If you attend treatment, whether inpatient or outpatient, you learn that disagreeing or questioning recovery ideology in any way results in confrontation. You also learn that those who talk the talk get more privileges in treatment (trips off-site of the rehab, visitation and communication privileges, friendship with staff, etc.). They also get glowing reports sent to family, courts, and probation officers. Dissenters do not get these benefits. They may even get bad reports or recommendations to courts or families that their treatment should be extended. They are said to be “in denial,” and it is predicted that they will relapse.

When coercive arrangements are in play, there can be a lot riding on whether you agree to start identifying yourself as a powerless addict or not. Jail time, driver’s licenses, professional licenses (e.g., a doctor’s license), housing, child custody, marriages, and whatever other myriad things the legal system, parents, and spouses control can be on the line. To win, you must talk the talk.
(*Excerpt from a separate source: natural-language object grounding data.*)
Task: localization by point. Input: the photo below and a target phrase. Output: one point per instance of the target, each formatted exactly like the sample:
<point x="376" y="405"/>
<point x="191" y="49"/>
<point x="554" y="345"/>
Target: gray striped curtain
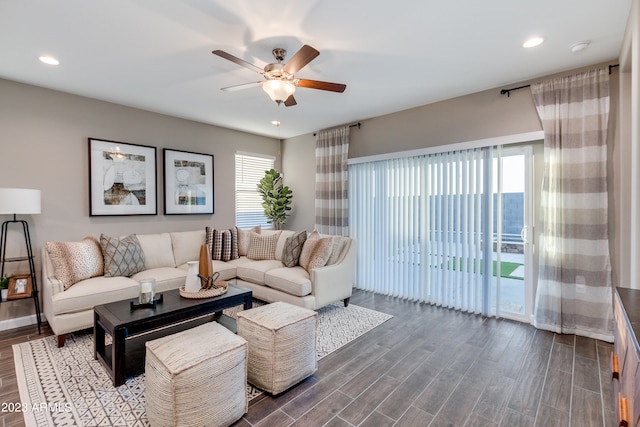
<point x="332" y="149"/>
<point x="574" y="285"/>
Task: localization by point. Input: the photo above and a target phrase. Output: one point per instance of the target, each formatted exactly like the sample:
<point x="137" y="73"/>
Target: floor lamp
<point x="14" y="201"/>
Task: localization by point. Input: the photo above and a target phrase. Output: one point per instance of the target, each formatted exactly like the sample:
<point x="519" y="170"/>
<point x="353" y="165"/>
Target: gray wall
<point x="43" y="140"/>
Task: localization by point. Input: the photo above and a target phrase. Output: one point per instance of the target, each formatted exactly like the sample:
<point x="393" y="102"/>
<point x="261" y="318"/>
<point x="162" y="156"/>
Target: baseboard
<point x="19" y="322"/>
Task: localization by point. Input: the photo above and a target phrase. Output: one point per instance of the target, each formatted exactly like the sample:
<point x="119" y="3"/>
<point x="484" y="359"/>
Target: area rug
<point x="66" y="386"/>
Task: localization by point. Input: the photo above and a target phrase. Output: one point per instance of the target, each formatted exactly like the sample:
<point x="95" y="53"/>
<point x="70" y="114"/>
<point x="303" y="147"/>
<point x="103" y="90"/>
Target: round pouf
<point x="282" y="345"/>
<point x="196" y="377"/>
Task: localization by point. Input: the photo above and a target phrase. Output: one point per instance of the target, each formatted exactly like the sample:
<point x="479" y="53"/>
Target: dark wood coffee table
<point x="130" y="329"/>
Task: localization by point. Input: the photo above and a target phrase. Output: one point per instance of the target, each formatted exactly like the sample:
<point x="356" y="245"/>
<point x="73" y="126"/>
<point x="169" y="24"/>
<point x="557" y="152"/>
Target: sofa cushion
<point x="294" y="281"/>
<point x="223" y="244"/>
<point x="282" y="240"/>
<point x="254" y="271"/>
<point x="293" y="248"/>
<point x="263" y="246"/>
<point x="122" y="257"/>
<point x="186" y="245"/>
<point x="226" y="269"/>
<point x="76" y="261"/>
<point x="166" y="278"/>
<point x="244" y="239"/>
<point x="316" y="251"/>
<point x="158" y="250"/>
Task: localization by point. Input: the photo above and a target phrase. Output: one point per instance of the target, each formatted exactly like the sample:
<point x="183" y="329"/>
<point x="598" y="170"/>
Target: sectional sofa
<point x="76" y="276"/>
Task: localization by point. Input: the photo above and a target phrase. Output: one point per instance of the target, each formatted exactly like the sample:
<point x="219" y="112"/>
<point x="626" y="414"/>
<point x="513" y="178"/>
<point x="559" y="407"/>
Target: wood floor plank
<point x="586" y="374"/>
<point x="586" y="408"/>
<point x="414" y="417"/>
<point x="526" y="394"/>
<point x="323" y="411"/>
<point x="360" y="408"/>
<point x="439" y="358"/>
<point x="586" y="347"/>
<point x="552" y="417"/>
<point x="359" y="383"/>
<point x="514" y="418"/>
<point x="315" y="395"/>
<point x="437" y="392"/>
<point x="561" y="357"/>
<point x="557" y="390"/>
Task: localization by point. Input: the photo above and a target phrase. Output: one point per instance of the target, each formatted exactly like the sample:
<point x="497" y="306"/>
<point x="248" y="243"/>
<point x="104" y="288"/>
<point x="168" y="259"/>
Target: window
<point x="250" y="169"/>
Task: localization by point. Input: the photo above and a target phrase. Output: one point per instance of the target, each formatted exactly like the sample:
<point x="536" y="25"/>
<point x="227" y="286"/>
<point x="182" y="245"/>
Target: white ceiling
<point x="392" y="55"/>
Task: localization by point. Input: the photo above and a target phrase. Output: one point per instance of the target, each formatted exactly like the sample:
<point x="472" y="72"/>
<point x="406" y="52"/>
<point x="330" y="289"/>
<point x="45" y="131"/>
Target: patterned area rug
<point x="66" y="386"/>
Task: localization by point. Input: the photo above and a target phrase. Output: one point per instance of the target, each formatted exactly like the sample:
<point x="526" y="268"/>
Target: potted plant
<point x="4" y="287"/>
<point x="276" y="198"/>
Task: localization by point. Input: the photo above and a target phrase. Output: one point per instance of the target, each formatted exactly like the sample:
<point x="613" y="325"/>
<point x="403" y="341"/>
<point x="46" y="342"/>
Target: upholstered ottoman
<point x="197" y="377"/>
<point x="282" y="345"/>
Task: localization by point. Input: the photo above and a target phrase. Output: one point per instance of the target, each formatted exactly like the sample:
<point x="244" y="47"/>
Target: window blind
<point x="250" y="170"/>
<point x="419" y="223"/>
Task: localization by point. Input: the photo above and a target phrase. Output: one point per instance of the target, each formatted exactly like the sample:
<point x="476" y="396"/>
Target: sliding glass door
<point x="511" y="282"/>
<point x="442" y="229"/>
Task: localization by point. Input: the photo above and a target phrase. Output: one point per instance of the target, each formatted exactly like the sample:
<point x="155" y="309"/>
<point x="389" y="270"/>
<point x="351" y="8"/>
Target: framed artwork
<point x="122" y="178"/>
<point x="188" y="182"/>
<point x="19" y="286"/>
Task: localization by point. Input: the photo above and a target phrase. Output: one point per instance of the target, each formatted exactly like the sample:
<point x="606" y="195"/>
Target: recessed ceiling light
<point x="533" y="42"/>
<point x="50" y="60"/>
<point x="579" y="46"/>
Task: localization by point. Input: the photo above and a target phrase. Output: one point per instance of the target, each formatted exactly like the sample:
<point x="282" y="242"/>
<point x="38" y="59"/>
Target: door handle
<point x="524" y="234"/>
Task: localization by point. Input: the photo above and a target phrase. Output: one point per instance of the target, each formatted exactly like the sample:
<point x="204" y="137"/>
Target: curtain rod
<point x="508" y="91"/>
<point x="351" y="126"/>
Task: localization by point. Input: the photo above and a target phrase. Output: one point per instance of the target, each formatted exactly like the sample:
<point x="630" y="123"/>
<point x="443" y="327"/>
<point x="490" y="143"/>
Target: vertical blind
<point x="419" y="224"/>
<point x="249" y="171"/>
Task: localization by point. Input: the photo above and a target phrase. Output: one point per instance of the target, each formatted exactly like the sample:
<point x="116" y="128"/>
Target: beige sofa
<point x="166" y="256"/>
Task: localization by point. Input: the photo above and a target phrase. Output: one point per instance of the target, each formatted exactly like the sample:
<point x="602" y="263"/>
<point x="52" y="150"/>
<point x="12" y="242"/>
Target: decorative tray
<point x="222" y="287"/>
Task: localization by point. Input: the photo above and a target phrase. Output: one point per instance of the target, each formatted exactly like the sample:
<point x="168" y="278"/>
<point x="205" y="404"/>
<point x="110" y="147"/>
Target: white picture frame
<point x="122" y="178"/>
<point x="188" y="183"/>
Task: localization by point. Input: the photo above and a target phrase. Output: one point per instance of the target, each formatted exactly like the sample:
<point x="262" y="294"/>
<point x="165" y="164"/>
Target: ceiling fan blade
<point x="290" y="102"/>
<point x="315" y="84"/>
<point x="242" y="86"/>
<point x="242" y="62"/>
<point x="301" y="58"/>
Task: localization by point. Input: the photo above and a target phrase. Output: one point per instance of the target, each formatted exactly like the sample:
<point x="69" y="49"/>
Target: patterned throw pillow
<point x="293" y="248"/>
<point x="223" y="244"/>
<point x="244" y="239"/>
<point x="316" y="251"/>
<point x="122" y="257"/>
<point x="263" y="246"/>
<point x="76" y="261"/>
Thus, these arrangements incentivize you to start speaking like an addict, and in the process, you just might start believing your own press.
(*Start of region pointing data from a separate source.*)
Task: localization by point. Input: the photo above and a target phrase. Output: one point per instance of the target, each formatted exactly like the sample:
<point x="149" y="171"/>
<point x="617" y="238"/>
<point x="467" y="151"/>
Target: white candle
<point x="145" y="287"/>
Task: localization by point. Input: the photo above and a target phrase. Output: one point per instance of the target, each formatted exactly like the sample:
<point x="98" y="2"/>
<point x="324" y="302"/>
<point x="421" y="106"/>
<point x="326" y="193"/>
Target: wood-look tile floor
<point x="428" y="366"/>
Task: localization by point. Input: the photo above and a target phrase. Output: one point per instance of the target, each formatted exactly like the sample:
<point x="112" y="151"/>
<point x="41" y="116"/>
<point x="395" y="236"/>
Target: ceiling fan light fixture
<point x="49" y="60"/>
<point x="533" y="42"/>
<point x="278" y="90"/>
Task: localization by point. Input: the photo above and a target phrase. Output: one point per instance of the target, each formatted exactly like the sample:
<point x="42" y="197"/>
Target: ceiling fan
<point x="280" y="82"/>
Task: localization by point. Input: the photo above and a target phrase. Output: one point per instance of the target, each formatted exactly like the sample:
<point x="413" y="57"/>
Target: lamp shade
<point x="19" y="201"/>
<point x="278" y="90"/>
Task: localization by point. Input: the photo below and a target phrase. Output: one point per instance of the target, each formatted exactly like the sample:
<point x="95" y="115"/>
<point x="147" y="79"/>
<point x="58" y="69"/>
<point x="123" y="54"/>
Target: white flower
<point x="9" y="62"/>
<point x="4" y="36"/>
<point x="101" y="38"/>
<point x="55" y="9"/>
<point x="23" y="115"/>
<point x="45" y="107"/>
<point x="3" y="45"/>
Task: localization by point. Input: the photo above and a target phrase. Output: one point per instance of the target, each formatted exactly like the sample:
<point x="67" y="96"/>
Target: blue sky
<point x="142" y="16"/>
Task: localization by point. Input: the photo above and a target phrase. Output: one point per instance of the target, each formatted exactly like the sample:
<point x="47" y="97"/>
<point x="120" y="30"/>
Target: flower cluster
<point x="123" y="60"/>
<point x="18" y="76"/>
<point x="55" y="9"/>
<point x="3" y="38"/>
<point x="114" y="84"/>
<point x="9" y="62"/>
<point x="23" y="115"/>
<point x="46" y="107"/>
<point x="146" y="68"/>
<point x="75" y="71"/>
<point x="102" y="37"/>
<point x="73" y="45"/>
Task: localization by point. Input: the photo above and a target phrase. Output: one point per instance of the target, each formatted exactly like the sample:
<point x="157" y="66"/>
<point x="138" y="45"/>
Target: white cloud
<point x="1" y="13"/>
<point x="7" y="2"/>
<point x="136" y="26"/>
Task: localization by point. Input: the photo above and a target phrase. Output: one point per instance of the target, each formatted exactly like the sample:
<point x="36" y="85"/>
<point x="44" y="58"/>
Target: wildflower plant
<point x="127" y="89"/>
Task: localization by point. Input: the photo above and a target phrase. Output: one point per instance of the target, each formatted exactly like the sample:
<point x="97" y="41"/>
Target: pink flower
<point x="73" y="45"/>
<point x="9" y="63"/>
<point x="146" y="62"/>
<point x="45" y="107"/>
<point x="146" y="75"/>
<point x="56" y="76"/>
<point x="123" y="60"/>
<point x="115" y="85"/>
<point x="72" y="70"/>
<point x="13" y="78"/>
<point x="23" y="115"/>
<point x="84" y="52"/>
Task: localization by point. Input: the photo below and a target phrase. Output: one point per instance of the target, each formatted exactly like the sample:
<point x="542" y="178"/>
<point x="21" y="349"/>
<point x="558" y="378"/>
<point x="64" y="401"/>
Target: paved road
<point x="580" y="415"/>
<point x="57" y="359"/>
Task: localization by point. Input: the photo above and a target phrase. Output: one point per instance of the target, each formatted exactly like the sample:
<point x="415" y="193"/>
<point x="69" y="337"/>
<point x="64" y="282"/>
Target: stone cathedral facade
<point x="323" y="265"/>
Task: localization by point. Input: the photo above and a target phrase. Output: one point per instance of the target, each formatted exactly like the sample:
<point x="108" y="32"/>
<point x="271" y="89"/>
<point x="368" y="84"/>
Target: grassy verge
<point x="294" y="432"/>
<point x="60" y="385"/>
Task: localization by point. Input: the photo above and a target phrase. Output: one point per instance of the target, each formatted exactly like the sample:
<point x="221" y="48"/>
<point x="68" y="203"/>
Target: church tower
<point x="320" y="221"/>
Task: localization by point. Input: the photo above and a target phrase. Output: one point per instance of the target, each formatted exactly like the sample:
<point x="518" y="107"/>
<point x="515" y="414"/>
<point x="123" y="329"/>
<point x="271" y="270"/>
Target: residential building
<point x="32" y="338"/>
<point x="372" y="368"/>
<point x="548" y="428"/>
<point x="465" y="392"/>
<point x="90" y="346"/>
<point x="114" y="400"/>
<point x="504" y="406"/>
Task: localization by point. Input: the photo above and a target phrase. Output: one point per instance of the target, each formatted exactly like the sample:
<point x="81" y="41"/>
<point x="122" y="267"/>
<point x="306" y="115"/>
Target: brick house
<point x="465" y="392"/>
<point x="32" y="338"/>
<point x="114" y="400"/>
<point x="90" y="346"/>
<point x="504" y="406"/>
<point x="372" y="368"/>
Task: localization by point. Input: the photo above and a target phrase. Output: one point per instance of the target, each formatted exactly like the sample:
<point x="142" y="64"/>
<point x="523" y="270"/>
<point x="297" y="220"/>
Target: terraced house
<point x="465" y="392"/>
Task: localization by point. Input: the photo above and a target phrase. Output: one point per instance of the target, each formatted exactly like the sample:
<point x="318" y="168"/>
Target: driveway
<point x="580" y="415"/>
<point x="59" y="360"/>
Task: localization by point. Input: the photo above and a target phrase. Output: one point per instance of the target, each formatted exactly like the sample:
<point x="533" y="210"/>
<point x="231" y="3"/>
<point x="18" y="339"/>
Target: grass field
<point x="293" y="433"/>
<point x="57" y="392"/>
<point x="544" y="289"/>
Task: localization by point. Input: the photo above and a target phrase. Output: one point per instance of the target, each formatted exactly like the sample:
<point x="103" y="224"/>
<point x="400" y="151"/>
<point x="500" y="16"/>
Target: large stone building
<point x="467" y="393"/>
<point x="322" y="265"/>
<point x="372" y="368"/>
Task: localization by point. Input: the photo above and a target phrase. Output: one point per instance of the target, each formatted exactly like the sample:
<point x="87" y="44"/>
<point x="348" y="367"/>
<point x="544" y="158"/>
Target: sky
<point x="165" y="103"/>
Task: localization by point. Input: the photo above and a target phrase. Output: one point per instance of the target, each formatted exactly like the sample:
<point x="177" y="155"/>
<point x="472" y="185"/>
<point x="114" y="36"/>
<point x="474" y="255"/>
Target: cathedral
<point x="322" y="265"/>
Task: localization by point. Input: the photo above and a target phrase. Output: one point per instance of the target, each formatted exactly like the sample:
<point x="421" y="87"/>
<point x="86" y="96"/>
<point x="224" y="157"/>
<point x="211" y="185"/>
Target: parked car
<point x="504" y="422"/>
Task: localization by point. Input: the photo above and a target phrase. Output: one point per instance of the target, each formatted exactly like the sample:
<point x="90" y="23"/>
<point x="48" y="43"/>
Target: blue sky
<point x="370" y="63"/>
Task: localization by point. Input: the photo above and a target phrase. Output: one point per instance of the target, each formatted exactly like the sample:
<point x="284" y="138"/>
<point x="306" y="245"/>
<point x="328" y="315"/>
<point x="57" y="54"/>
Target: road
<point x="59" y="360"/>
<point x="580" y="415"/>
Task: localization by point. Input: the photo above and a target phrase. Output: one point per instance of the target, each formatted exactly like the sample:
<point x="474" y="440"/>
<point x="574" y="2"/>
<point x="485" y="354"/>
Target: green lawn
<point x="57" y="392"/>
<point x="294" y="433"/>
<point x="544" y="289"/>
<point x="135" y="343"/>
We don’t intend to give the impression that everyone who goes to treatment becomes a diabolical liar, flipping the script to his or her advantage; nor do we intend to suggest that people are helpless victims of these circumstances. These incentives are just one more factor that makes identifying as an addict seem like the only rational choice at the time. The system encourages substance users to see themselves in this way. The incentives combined with the recovery ideology, the playground effect, and the emotional puzzle of shame all play off each other to create a trap that’s easy to fall into.”